FIGURE 2. Sequence likelihood analysis of 117 representative RdhC proteins. Sequences are annotated with an abbreviation of the corresponding species followed by the reference number. The sequence annotated in bold red is PceC from Desulfitobacterium hafniense, the representative sequence for the protein under investigation in this study. Colors indicate sequences belonging to well-described OHR bacterial genera: red, Dehalobacter and Desulfitobacterium; green, Dehalococcoides and Dehalogenimonas; blue, additional OHRB. Detailed information on the overall database used is available in Supplementary Material (Supplementary Table 2).

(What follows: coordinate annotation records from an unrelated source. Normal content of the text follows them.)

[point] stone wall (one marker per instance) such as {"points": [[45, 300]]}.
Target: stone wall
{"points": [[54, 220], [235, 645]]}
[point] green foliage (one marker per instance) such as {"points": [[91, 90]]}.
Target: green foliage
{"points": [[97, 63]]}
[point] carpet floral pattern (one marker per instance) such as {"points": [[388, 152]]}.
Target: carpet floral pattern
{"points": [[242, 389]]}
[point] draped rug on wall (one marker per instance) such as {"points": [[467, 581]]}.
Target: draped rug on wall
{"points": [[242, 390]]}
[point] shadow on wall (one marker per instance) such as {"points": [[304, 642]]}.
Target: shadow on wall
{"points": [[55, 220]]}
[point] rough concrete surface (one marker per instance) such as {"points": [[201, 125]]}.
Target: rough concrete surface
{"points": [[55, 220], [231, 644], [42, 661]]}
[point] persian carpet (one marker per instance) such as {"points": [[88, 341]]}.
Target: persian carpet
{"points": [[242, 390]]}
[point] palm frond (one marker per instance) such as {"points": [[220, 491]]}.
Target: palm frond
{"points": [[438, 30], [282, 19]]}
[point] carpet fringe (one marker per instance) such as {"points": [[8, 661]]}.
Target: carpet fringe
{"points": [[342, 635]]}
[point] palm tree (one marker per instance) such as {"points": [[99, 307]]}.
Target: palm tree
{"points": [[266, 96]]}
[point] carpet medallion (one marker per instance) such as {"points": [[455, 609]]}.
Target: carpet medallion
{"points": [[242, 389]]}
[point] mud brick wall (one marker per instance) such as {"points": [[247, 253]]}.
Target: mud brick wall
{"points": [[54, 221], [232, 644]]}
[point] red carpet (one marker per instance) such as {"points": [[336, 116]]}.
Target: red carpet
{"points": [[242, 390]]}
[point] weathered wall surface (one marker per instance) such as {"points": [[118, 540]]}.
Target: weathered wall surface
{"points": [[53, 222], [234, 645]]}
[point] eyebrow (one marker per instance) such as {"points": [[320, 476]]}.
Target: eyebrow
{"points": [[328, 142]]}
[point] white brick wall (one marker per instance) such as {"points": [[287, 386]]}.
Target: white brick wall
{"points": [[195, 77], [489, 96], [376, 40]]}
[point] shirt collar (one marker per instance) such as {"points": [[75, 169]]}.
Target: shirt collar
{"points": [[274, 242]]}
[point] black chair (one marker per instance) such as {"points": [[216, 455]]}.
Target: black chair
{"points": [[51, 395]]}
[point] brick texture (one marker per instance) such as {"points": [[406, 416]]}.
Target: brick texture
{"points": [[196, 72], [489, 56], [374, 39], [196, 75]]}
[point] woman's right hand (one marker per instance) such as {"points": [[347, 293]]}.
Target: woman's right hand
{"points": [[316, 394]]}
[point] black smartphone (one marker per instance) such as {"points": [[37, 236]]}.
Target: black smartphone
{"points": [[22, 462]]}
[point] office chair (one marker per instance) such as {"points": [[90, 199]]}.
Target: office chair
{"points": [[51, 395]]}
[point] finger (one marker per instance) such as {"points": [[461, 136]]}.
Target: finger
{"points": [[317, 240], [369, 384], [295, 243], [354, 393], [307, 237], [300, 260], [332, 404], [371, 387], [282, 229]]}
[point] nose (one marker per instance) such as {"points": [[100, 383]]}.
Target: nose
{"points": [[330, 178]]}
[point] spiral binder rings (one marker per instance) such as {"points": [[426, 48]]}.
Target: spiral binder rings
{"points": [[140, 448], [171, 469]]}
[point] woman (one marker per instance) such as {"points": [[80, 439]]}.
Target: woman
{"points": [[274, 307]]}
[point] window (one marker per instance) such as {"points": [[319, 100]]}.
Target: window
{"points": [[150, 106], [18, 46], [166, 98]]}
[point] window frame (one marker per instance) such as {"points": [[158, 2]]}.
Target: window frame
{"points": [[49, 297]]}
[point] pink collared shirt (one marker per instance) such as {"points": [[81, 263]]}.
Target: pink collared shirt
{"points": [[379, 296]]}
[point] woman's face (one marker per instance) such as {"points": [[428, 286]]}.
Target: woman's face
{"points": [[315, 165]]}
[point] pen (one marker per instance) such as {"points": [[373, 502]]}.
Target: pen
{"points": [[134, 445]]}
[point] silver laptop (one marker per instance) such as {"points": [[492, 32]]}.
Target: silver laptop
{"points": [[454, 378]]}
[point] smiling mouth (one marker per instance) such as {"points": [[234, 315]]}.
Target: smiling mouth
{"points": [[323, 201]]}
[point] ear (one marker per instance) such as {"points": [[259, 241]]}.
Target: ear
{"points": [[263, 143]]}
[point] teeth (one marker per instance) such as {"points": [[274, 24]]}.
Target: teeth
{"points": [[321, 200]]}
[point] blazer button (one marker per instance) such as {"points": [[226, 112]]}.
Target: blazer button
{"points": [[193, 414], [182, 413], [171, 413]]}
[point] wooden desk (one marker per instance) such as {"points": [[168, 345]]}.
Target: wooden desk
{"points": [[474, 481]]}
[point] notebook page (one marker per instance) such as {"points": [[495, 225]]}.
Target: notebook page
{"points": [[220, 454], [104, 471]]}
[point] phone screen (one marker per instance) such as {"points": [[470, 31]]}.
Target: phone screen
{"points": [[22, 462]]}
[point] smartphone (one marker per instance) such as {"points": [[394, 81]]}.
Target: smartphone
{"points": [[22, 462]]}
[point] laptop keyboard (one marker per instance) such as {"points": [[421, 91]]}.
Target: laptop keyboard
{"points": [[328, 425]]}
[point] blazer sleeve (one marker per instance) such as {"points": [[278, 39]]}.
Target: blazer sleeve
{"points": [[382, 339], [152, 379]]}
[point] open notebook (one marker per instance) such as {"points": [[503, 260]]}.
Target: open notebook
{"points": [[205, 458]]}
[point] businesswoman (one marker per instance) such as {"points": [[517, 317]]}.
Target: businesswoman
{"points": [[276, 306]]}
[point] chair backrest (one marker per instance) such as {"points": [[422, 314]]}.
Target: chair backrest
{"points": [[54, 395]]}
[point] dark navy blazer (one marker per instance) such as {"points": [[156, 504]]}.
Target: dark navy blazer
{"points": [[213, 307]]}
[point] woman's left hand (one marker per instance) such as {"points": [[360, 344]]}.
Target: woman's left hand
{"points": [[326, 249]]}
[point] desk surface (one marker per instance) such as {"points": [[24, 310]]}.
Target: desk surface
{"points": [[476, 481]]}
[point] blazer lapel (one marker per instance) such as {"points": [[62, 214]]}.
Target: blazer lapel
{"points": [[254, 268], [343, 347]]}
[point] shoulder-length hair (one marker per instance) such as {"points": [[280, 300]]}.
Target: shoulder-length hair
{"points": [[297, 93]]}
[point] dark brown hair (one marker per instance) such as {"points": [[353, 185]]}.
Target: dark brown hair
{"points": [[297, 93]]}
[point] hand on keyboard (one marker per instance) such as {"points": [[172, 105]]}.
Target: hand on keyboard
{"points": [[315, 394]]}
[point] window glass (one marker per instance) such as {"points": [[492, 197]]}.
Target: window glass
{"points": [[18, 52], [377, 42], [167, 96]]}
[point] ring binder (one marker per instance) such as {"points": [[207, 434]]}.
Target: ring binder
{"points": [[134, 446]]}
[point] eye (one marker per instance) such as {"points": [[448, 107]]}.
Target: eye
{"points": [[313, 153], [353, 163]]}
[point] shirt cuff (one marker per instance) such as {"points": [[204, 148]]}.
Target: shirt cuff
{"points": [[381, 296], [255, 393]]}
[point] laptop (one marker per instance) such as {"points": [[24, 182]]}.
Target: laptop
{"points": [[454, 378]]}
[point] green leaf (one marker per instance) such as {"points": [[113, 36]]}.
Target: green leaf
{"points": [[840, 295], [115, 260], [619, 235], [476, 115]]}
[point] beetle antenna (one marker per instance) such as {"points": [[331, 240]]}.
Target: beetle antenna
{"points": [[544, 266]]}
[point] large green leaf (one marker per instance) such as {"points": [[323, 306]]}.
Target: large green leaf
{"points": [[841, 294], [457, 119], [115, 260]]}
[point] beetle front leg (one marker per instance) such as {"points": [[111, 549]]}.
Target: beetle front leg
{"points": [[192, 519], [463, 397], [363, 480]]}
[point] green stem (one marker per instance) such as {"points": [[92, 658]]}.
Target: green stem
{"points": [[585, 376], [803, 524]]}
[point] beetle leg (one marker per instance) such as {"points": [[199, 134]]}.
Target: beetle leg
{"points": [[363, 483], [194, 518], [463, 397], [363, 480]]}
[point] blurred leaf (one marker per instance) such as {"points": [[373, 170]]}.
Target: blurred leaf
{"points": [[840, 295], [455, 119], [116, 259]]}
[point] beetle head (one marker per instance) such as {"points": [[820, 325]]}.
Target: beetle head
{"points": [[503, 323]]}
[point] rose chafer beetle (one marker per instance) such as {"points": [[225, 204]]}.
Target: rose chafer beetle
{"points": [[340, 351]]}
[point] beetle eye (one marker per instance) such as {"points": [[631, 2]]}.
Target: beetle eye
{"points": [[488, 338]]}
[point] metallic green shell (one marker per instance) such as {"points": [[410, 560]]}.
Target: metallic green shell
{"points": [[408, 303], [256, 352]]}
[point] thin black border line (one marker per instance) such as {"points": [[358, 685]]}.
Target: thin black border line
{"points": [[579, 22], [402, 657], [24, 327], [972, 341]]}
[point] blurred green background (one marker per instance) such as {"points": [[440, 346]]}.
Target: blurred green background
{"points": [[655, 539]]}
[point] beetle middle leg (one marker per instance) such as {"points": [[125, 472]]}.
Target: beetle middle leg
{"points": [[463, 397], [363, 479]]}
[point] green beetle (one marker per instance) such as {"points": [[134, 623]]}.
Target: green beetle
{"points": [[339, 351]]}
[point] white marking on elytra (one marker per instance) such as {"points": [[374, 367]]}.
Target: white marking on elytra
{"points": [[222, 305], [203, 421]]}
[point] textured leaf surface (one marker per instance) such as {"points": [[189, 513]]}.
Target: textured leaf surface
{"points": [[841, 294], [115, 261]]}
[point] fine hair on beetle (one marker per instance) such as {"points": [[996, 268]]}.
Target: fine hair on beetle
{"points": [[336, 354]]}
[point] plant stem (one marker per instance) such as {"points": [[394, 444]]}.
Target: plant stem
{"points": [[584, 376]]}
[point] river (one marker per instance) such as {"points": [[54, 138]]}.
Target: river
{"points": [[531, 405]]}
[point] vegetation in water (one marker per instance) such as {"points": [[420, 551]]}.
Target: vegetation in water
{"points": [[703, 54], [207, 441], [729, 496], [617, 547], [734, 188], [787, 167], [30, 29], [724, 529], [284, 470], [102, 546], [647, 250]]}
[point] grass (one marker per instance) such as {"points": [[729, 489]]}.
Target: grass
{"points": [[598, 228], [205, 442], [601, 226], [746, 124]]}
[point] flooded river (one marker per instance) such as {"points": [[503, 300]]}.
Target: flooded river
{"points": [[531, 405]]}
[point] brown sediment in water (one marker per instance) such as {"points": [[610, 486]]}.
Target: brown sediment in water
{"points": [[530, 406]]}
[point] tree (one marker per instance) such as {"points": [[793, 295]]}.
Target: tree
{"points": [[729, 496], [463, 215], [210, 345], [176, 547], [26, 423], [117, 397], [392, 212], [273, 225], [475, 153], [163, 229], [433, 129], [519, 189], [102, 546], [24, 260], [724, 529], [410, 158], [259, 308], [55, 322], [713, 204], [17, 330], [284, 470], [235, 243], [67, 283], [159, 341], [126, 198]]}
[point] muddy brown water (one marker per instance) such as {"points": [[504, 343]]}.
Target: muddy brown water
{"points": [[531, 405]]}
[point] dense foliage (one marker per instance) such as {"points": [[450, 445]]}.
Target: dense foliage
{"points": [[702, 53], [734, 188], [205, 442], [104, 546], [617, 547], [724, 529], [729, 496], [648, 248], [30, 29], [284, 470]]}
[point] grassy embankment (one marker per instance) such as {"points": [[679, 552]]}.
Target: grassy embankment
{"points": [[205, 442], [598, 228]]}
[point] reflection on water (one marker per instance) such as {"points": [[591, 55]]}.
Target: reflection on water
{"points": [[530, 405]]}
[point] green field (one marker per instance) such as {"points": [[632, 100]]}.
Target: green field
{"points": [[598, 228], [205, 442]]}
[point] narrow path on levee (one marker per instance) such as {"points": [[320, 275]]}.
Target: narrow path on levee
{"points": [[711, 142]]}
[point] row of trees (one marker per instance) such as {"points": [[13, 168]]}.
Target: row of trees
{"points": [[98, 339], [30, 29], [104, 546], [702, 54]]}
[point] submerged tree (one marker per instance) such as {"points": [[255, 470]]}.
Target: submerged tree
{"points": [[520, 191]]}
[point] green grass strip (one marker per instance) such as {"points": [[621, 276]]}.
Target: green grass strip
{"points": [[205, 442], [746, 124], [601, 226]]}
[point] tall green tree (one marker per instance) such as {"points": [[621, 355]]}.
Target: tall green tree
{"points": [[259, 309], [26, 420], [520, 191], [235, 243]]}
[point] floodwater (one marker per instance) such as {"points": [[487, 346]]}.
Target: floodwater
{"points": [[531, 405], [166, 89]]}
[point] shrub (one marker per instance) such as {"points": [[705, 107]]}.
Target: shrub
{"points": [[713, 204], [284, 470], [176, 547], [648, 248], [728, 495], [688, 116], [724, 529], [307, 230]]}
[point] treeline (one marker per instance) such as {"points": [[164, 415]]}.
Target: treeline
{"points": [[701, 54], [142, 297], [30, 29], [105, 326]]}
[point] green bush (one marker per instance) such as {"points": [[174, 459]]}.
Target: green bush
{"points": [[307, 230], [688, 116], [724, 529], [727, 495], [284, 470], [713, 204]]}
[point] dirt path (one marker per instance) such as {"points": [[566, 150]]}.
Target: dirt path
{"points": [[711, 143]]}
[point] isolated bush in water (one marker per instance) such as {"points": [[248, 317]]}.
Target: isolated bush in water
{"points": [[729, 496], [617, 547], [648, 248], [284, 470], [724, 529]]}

The alignment of the 117 unique sequences revealed three well-conserved sequence motifs, which are defining the RdhC family (Figure 3). In the FMN-binding motif (Figure 3A), the hydroxyl side chain of the fully conserved threonine is predicted to covalently bind the cofactor in a phosphoester-threonyl-FMN bond (Backiel et al., 2008). A consensus for the FMN-binding motif in RdhC sequences is proposed here as [S/T]G[A/S]TX[S/T], similarly to the motif proposed earlier (Deka et al., 2015). The two other conserved motifs are of the type CX3CP, for which, however, no function has been yet assigned (Figures 3B,C).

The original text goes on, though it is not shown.